DESCRIPTION (provided by applicant): We will use a combination of second and third generation deep sequencing of selected candidate regions, whole exomes and mRNAs to identify both common and uncommon variants that predispose to PBC susceptibility. The sequencing of selected chromosome regions in 150 cases and 150 controls will target identification of variants that underlie the association of IL12A, SPIB, and a chromosome 17 locus (IKZF3/ORMDL3) that are identified in our PBC GWAS. The paired sequencing of these regions will provide the opportunity to ascertain coding and non-coding variation including copy number variants. The exome sequencing of 400 cases and 400 controls will screen for uncommon genetic variants that are not amenable to GWAS detection and provide the opportunity to test an alternate paradigm that does not depend on the common variant hypothesis.

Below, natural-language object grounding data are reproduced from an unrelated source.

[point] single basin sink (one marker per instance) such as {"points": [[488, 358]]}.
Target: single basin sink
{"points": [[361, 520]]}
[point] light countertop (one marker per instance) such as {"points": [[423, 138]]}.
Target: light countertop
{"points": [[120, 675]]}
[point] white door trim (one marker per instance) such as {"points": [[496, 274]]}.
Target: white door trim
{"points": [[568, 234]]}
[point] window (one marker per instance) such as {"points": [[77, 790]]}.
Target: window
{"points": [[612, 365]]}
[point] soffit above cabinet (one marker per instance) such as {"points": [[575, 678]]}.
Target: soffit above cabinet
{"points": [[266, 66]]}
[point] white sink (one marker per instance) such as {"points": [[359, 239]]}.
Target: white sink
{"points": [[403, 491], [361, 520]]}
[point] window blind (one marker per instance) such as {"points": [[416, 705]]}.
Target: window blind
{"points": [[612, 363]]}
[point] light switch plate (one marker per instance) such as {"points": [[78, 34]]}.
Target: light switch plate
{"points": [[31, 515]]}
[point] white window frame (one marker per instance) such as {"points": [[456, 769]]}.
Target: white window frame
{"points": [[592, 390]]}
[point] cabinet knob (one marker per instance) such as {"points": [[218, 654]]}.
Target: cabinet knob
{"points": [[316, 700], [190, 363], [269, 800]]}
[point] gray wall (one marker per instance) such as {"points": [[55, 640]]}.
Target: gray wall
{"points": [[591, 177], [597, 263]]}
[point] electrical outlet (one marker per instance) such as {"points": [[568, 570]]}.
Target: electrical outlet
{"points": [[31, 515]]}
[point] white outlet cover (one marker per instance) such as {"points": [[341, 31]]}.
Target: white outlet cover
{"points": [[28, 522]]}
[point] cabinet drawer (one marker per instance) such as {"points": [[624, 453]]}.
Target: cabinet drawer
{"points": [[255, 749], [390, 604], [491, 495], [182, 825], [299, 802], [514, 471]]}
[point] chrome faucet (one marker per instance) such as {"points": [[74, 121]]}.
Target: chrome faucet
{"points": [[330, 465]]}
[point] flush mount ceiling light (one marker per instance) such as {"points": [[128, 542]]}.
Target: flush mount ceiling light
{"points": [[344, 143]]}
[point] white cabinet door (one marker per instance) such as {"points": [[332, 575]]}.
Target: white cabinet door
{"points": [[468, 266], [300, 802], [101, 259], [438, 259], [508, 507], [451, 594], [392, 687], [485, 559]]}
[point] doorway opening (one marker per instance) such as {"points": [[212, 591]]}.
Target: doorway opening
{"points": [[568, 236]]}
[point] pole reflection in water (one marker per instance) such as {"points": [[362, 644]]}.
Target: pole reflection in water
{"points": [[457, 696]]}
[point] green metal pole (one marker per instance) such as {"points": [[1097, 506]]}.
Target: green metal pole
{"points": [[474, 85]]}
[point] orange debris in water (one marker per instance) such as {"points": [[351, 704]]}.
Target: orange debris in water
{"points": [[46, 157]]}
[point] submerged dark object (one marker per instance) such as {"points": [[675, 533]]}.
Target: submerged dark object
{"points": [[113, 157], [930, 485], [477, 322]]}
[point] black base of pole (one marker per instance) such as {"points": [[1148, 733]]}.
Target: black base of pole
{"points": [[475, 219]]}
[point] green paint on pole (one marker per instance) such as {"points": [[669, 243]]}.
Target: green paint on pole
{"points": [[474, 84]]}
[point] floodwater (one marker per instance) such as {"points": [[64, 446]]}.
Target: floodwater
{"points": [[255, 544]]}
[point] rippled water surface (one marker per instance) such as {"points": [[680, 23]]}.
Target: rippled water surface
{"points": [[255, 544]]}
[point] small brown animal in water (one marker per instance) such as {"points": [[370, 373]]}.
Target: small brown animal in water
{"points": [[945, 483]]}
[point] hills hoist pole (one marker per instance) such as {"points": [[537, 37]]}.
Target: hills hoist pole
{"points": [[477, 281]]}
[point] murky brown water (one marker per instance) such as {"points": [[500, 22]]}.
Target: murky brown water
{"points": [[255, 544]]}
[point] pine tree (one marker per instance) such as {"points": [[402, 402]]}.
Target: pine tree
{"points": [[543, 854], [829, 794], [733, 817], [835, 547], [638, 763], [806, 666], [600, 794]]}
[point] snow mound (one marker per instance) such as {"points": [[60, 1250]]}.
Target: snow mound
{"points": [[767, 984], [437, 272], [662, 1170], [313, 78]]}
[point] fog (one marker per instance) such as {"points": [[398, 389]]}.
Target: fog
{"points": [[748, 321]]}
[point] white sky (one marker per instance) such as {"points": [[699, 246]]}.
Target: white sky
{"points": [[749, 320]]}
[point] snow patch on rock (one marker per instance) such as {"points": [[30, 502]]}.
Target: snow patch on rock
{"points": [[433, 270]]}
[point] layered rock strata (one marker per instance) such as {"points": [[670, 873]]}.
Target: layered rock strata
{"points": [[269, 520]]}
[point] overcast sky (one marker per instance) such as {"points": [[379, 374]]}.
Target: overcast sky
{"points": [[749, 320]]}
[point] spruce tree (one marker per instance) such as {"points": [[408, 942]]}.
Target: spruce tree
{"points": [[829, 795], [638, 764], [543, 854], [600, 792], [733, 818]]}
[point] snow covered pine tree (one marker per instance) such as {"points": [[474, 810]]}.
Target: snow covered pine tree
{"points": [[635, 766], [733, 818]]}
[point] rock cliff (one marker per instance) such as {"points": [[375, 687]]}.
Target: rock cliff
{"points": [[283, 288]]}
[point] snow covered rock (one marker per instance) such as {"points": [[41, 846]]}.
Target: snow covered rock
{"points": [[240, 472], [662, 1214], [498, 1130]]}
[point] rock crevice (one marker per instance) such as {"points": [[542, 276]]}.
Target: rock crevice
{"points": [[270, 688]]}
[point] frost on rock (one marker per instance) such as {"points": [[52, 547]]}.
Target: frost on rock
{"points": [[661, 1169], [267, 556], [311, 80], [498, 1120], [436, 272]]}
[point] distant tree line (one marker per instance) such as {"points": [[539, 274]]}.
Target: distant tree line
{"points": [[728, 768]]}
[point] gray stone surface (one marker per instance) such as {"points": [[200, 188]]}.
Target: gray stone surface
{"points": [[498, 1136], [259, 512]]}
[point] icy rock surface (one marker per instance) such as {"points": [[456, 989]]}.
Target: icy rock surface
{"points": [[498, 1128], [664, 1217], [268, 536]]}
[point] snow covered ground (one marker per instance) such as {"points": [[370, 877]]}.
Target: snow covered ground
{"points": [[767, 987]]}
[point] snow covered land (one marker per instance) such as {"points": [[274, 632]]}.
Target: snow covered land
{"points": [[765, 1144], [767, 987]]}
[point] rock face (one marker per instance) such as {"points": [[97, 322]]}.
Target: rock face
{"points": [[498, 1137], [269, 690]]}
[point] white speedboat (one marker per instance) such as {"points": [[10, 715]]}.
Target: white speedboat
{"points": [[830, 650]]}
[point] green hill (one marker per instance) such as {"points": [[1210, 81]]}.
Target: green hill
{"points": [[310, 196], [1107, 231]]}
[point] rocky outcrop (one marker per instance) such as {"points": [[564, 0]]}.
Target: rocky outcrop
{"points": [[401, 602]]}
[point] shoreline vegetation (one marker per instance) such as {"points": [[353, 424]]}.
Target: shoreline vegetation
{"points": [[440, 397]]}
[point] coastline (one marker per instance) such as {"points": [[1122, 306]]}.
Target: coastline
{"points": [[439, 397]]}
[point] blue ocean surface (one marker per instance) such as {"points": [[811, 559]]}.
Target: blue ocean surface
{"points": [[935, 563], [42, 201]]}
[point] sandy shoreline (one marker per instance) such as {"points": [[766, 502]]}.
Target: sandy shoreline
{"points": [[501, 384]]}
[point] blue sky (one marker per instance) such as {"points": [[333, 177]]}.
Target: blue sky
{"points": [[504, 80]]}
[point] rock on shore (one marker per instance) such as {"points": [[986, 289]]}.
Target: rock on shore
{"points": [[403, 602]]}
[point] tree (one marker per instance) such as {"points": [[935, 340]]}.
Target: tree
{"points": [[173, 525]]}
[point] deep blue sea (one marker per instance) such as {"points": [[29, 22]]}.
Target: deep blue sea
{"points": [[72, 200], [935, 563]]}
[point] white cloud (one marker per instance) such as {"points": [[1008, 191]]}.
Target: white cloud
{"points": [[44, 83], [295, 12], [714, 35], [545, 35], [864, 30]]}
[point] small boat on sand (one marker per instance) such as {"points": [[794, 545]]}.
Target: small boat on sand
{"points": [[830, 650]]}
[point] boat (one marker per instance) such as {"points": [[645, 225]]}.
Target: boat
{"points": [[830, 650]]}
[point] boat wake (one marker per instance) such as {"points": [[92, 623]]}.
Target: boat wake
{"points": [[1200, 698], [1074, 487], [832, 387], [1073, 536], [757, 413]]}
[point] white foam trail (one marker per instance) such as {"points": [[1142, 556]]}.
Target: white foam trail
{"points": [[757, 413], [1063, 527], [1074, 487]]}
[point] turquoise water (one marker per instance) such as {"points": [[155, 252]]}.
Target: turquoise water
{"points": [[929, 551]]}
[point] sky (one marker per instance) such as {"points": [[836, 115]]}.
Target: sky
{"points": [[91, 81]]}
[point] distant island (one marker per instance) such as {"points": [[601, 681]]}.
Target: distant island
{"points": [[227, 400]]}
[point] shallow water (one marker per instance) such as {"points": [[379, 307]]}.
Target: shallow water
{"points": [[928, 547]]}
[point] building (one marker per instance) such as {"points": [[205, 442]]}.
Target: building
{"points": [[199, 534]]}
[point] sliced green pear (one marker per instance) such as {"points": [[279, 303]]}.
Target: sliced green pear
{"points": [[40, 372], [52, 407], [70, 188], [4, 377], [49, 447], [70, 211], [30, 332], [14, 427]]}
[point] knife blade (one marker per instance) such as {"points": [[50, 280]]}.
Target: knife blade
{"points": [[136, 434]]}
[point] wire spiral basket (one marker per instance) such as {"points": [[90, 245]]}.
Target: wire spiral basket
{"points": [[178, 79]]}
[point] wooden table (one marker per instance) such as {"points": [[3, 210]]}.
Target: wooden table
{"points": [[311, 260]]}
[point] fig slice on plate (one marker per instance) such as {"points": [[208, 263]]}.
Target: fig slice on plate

Importantly, mRNA sequencing of two cell populations implicated in PBC pathogenesis (CD8+ and CD4+ T cells) will complement both the chromosome region and exome results. For this aspect, mRNA will be sequenced in 75 cases and 75 controls. This mRNA sequencing together with the targeted chromosomal region sequencing and exome sequencing will provide the ability to correlate sequence variation with 1) gene expression, 2) eQTN data, 3) alternative exon usage, 4) RNA editing and 5) preferential allelic expression. A variety of informatics approaches using the combined data will establish a prioritization of SNPs for validation and testing in large numbers 1100 PBC cases and 2200 controls (not including discovery subject set) using a Golden Gate 1536 SNPlex. Both the sequencing and replication studies will be performed using a homogeneous Italian population. Together this design should maximize our ability to identify uncommon as well as more common variants that are important in the etiopathogenesis of this autoimmune disease.